One of the most consequential decisions in any injection molding project happens before a single pound of plastic is melted: the choice of material. The resin you select determines not just how your part feels and looks, but how it performs under mechanical load, how it responds to heat and chemicals, whether it meets regulatory requirements, and what it costs to produce. With hundreds of engineering-grade plastics available, the selection process can feel overwhelming. This guide cuts through the complexity, explaining the most important material categories and the factors that should drive your decision.
Why Material Selection Defines Part Performance
No amount of precision tooling or careful process control can compensate for a material that fundamentally isn’t suited to its application. A part molded from the wrong resin may look perfect coming out of the tool but fail prematurely in service — warping under heat, cracking under load, degrading in chemical exposure, or absorbing moisture in ways that cause dimensional instability.
Understanding injection molding materials at a functional level — not just their names, but their behavioral characteristics — is what allows engineers to make confident, application-appropriate selections.
Commodity Plastics: Accessible and Versatile
Commodity plastics are the workhorses of the injection molding world. They’re inexpensive, widely available, easy to process, and suitable for a broad range of general applications.
Polypropylene (PP): One of the most widely used plastics globally, polypropylene offers excellent chemical resistance, good fatigue resistance, and a relatively low density. Its living hinge capability — the ability to flex repeatedly without breaking — makes it the standard choice for hinged closures, containers, and packaging. It has a moderate temperature resistance and is widely used in automotive interiors and consumer goods.
Polyethylene (PE): Available in multiple density grades, polyethylene is characterized by excellent chemical resistance, low friction, and good impact strength even at low temperatures. High-density polyethylene is used for bottles, pipes, and structural components; low-density grades are used in flexible packaging and film applications.
ABS (Acrylonitrile Butadiene Styrene): ABS combines stiffness, impact resistance, and excellent surface finish capability in a cost-effective package. It machines and paints well, bonds effectively with adhesives, and produces parts with the kind of crisp aesthetic finish that makes it the material of choice for consumer electronics housings, automotive trim, and appliances.
Engineering Plastics: Performance Under Demand
When applications push beyond the performance envelope of commodity resins, engineering plastics provide the solution. These plastics are more expensive and often more demanding to process, but they deliver mechanical, thermal, and chemical performance that commodity materials cannot match.
Nylon (PA): Nylon offers an excellent combination of strength, stiffness, and wear resistance, along with good fatigue and chemical resistance. It is widely used for gears, bushings, structural brackets, and under-hood automotive components. Its primary limitation is moisture absorption, which can affect dimensional stability and must be managed in design.
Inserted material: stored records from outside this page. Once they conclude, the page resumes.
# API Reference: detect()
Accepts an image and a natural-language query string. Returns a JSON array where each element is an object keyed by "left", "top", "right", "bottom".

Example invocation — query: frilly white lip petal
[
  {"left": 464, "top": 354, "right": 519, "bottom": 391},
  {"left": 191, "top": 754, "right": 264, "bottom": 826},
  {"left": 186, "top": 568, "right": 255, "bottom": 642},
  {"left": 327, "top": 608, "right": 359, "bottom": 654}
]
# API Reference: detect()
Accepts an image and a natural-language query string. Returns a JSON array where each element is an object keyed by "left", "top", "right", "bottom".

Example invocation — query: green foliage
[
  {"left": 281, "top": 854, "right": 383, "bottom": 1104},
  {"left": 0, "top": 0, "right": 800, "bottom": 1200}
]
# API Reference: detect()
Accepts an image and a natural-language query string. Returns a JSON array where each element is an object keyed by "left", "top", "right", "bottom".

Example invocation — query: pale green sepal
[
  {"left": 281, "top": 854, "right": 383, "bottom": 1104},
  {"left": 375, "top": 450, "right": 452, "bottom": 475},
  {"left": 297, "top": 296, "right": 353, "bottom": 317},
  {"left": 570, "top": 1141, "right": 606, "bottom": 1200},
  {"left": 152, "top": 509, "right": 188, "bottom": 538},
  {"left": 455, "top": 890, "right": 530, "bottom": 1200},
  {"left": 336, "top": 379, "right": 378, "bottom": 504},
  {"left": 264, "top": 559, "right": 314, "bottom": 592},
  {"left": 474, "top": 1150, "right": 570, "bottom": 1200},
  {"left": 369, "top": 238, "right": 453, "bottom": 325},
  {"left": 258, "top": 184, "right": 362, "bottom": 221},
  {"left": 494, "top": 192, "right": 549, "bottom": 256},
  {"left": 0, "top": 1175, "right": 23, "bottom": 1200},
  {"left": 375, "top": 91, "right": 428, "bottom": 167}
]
Polycarbonate (PC): Polycarbonate delivers exceptional impact resistance — among the highest of any thermoplastic — combined with optical clarity and good dimensional stability. Medical devices, safety equipment, optical lenses, and electronic enclosures rely on polycarbonate’s unique property combination. It can be blended with ABS to balance cost and performance.
Acetal (POM): Known for its extremely low friction coefficient and exceptional dimensional stability, acetal is the preferred material for precision moving parts — gears, bearings, cams, and sliding mechanisms. It machines and molds cleanly and maintains its properties across a wide temperature range.
PEEK: At the high-performance end of the engineering plastics spectrum, PEEK delivers exceptional thermal stability, chemical resistance, and mechanical strength — including at elevated temperatures where most other plastics fail. Its processing demands and cost are significant, but for implantable medical components, aerospace structures, and semiconductor equipment, it is often the only suitable option.
Key Selection Criteria
When evaluating materials for an injection molding project, the following factors should guide the decision: operating temperature range and peak exposure temperatures; mechanical loads (tensile, compressive, impact, fatigue); chemical environment and regulatory compliance requirements (FDA, RoHS, REACH); dimensional stability requirements; surface finish and aesthetic specifications; and production volume and cost targets.
Working through these criteria systematically — ideally in consultation with both your material supplier and your molder — produces selections that balance performance and cost effectively, avoiding both underspecification and unnecessary overengineering.